Link: Washington Post: Journalist Jill Carroll Released in Iraq.
I don't usually write about current events. I have a lot of strong opinions, but I've never felt that news stories, per se, belonged in my blog about technology, but Jill Carroll's story was one that touched me from the beginning of her ordeal, perhaps because we share some common ground. She graduated from my Alma mater, the University of Massachusetts at Amherst, albeit about 20 years apart. She came through the same journalism program that I did. I imagine, like me, she worked for the college daily, The Massachusetts Daily Collegian, and cut her reporting teeth there, tracking down campus news, just as I did. But that's where the commonalities end.
She has more courage than I would ever have, sitting in the safety of my home office, blogging and reporting about technology, a subject that I enjoy writing about, but one that I'm sure does not affect the lives of real people in any way. Jill Carroll ventured into the belly of the beast. She didn't just make some phone calls, take some notes, and write an article. She put her life on the line to report about what was happening in Iraq. By all reports, she was a good reporter who respected the people of Iraq and their culture, much more so than the U.S. occupiers, I would dare say.

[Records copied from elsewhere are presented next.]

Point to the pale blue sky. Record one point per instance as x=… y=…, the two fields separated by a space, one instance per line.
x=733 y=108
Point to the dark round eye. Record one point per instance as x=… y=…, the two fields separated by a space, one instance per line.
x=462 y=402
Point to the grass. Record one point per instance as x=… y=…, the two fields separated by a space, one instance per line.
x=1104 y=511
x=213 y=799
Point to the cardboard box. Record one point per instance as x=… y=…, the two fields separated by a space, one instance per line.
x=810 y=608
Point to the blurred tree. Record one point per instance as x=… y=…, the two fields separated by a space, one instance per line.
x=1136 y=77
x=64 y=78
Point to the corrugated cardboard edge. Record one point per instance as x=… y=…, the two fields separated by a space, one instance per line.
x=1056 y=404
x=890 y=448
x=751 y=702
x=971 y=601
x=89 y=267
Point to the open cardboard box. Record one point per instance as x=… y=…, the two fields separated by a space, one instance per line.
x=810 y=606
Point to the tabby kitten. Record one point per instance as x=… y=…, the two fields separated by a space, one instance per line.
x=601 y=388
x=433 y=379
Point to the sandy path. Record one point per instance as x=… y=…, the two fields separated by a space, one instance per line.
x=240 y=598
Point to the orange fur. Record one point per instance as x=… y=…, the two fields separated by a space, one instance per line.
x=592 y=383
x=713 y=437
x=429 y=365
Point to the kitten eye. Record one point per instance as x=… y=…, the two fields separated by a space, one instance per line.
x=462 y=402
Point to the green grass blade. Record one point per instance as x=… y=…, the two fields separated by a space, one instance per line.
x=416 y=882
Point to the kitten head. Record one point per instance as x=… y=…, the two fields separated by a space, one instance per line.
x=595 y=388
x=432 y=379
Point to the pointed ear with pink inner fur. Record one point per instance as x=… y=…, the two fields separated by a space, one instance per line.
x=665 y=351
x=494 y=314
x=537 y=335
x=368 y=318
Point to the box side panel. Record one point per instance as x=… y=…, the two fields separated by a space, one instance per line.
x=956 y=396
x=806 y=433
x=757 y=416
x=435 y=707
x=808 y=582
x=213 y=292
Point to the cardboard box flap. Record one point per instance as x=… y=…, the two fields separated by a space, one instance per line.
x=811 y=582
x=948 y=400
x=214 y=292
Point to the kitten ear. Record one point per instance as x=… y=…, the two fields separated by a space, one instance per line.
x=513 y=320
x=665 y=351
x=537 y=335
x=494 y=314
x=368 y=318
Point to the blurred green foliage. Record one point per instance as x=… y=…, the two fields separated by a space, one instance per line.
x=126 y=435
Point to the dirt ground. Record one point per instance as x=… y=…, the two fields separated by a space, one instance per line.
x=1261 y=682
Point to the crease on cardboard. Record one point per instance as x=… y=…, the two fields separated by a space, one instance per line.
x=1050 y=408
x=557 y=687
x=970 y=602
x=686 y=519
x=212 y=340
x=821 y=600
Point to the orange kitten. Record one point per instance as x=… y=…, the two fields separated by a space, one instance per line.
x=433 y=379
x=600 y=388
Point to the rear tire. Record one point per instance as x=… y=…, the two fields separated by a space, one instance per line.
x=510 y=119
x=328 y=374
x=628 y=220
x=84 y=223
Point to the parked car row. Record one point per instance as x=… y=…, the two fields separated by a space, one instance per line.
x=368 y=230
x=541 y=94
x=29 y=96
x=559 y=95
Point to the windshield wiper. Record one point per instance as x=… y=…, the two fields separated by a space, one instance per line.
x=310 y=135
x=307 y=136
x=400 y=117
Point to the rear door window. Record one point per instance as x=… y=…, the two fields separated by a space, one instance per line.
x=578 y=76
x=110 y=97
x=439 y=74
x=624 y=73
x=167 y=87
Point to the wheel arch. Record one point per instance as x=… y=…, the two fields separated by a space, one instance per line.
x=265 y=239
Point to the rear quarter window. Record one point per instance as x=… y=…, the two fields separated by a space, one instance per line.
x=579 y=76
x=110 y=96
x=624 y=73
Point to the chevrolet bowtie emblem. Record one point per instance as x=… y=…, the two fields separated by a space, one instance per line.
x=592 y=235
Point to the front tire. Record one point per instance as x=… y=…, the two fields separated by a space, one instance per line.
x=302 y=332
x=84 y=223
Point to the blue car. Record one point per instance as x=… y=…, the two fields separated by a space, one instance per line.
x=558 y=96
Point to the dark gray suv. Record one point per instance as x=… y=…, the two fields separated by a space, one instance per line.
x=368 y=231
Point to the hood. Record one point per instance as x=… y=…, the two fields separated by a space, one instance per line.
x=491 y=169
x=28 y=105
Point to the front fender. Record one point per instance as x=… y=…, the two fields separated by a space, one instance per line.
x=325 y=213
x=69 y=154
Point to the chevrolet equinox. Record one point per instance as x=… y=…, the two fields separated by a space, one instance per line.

I never knew Jill Carroll, never was aware of her work, but when word came out about her kidnapping and word slowly leaked about her background and her work, my heart went out to her and her family, perhaps more so than any other victim of the cruel war in Iraq, because she and I came through the same program, walked the same paths, worked in the same newsroom on the same campus separated only by time. For that reason, her kidnapping touched me in a way that no other tragic event that rolls out of Iraq on a daily basis with so much regularity that my eyes gloss over when I read about another suicide bombing, another kidnapping, another report of 20 people dead.
But I have to say that my heart leapt with joy when I opened up my email box this morning and found this Washington Post report that Jill Carroll was free. For once, in this crazy, mixed-up world, the right thing happened. The good guy (gal) came out on top. Though we've never met, Jill Carroll, please accept my virtual tip of the cap and know that folks in Amherst, Massachusetts and all over the world are rejoicing that you are free.
I totally admire her courage as well! Good thing she is out.